“Quem vai me
pagar a cobra?”
Por Emanoel Barreto
A morte de Seu João Vilaça chocou
a todos quantos o conheciam. Homem bom, sertanejo de têmpera de aço, tinha, por
trás da cara amarrada, um grande coração, jamais negando uma ajuda a quem quer
que fosse. Assim, familiares e amigos estranharam muito quando fora atacado e
morto por um bandido. O agressor chegou e, sem palavra, disparou a arma uma,
duas, três vezes. Seu Vilaça caiu pronto.
Homem
querido, o velório recebeu muitas presenças. Todos lamentavam a morte: “Era um
velho duro”, disse um amigo. “Se não fosse isso, ainda iria viver muitos anos”,
completou uma senhora. As pessoas lamentavam o ocorrido e enfatizavam: mas como
isso poderia ter acontecido? Não houvera discussão, briga, desentendimento
algum. Nem mesmo uma tentativa de assalto.
A
família lamentava a frieza como o crime fora cometido, o que aumentava a
revolta e a dor. Ninguém encontrava explicação e havia mesmo quem pensasse em
reunir um grupo de amigos para encontrar e justiçar o matador. “Não se pode
aceitar uma coisa dessas. A violência chegou a limites do insuportável para os
cidadãos de bem”, reprovava um velho amigo de Seu Vilaça.
Como,
por que o bandido tomara tal atitude frente a um homem velho, indefeso, incapaz
de agredir alguém? Nisso entra na casa um estranho. Esgueirando-se por entre as
pessoas o homem pediu licença a Genebaldo, um amigo do morto, e disse que
precisava urgente falar com alguém da família, alguém muito próximo, de
preferência filho ou até mesmo a viúva.
Insistia:
era assunto importante e somente com uma pessoa assim poderia conversar. O
velho tinha prole numerosa. Genebaldo ficou assim..., olhou para um lado, para
o outro e afinal seus olhos encontraram a figura de Arminda, a filha mais velha
de Vilaça, e que estava em melhores condições emocionais frente à tragédia.
Ela
conduziu o estranho à cozinha e dele ouviu a seguinte história: Seu Vilaça
sempre havia devotado grande ódio a bandidos. Desde os bandidos convencionais,
digamos assim, até aqueles de colarinho branco. “Sei disso”, admitiu Arminda.

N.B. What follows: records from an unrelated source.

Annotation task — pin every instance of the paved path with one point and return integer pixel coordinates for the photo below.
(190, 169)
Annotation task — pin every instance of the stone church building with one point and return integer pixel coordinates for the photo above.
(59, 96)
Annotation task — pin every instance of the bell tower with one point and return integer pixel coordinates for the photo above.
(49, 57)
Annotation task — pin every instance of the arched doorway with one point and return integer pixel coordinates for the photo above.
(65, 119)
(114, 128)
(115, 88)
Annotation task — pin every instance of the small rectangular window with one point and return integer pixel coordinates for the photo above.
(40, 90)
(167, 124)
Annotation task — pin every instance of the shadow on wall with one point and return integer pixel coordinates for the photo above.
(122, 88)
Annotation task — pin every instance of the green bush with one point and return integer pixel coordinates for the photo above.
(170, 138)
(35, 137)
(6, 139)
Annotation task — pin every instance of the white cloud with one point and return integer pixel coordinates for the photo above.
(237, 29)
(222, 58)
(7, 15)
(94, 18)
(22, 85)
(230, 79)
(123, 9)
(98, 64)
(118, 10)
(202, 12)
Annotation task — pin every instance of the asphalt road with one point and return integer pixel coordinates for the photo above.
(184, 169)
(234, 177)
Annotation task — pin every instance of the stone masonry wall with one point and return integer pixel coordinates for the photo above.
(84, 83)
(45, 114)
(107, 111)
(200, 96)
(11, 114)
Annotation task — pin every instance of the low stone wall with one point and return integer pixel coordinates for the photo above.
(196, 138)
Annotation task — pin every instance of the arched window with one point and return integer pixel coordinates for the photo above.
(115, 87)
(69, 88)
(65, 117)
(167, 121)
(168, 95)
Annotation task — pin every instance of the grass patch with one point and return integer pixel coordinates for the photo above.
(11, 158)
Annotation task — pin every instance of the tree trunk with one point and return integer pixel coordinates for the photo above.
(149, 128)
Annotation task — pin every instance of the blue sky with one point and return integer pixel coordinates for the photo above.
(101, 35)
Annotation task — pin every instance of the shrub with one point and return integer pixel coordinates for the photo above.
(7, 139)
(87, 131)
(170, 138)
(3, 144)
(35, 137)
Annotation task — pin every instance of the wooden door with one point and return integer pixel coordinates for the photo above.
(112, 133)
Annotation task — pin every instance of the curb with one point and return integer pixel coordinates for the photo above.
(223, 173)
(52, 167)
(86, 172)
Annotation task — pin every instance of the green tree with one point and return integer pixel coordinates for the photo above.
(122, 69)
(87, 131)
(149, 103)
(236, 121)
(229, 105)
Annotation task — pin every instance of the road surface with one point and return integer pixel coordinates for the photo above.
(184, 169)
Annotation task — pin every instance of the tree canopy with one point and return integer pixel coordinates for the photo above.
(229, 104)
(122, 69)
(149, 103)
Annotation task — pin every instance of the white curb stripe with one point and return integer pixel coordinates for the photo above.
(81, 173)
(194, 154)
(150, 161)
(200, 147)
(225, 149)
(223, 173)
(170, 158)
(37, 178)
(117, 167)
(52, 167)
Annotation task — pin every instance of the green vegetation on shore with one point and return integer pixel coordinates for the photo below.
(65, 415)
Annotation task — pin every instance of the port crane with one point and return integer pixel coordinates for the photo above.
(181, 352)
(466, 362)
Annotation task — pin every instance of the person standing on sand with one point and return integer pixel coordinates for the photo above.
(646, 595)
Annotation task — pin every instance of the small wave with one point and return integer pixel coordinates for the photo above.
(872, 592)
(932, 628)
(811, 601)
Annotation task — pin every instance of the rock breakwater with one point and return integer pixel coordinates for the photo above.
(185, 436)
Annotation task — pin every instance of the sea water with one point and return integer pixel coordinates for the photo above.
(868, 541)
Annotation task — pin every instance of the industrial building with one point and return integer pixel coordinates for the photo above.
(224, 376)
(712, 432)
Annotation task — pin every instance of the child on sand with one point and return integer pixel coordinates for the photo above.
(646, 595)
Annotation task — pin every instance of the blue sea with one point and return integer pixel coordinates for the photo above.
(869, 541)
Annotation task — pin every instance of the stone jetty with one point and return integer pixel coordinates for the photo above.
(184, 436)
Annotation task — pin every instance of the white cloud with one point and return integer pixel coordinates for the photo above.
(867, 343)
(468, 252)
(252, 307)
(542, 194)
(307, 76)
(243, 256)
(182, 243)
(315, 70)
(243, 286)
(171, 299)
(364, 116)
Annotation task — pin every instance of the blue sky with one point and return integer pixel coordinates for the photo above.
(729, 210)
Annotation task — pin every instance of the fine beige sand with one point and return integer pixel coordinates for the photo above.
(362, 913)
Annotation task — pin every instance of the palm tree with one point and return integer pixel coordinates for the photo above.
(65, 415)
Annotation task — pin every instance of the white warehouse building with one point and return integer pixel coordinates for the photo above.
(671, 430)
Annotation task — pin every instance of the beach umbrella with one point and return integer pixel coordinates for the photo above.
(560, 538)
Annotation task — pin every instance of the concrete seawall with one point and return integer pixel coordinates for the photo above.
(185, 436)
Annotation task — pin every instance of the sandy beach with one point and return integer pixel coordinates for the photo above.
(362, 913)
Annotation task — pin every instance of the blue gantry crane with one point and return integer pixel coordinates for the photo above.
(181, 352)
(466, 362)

“E daí?” Daí, prosseguiu o homem, que Seu Vilaça havia encontrado um modo
engenhoso de matar bandidos, sem que ninguém desconfiasse.
“Como
assim?” Ora, muito simples: toda semana o estranho, que morava numa
cidadezinha do interior, capturava uma cobra que era levada a Seu Vilaça. Ele
recebia, pagava e colocava o bicho numa valise bem trancada. Tinha
preferência por cascavéis (“Adoro o barulhinho assassino do maracá”), o homem
fez questão de detalhar essa fala, assumindo ares de grande conhecedor do velho e suas ações de justiçamento.
“E
para que ele queria essas cobras?”, quis saber Arminda. Claríssimo estava,
salientou o sujeito: para matar bandidos. Seu Vilaça ia ao Centro da cidade com
a valise na mão, encaminhando-se a locais onde notoriamente agiam ladrões
especializados em furtar bolsas, pastas, carteiras. Ele se enfiava no meio da
multidão, procurando atrair a atenção dos bandidos.
Logo,
logo, um deles se atirava sobre o velho e roubava a mala. É claro que, na
confusão, na correria, o bicho ficava assanhado e, pouco depois, quando o
ladrão abria a valise, a cobra pá!, tacava-lhe a mordida fatal. "E olhe
que ele havia matado muitos, muitos desse jeito, viu? Pelo menos uns vinte."
“Então...”,
balbuciou Arminda....então, esclareceu o homem, Vilaça fora morto por vingança.
“Vingança?, balbuciou a mulher. Sim. Claro. Os marginais terminaram percebendo
que estavam sendo vítimas de uma armadilha e abriram fogo.
E
afinal, frente a uma Arminda paralisada de susto e dor, o homem arremeteu seu bote:
“Sim, minha senhora, foi uma vingança. E eu não posso ficar no prejuízo. E
agora por favor decida: quem vai me pagar a cobra?”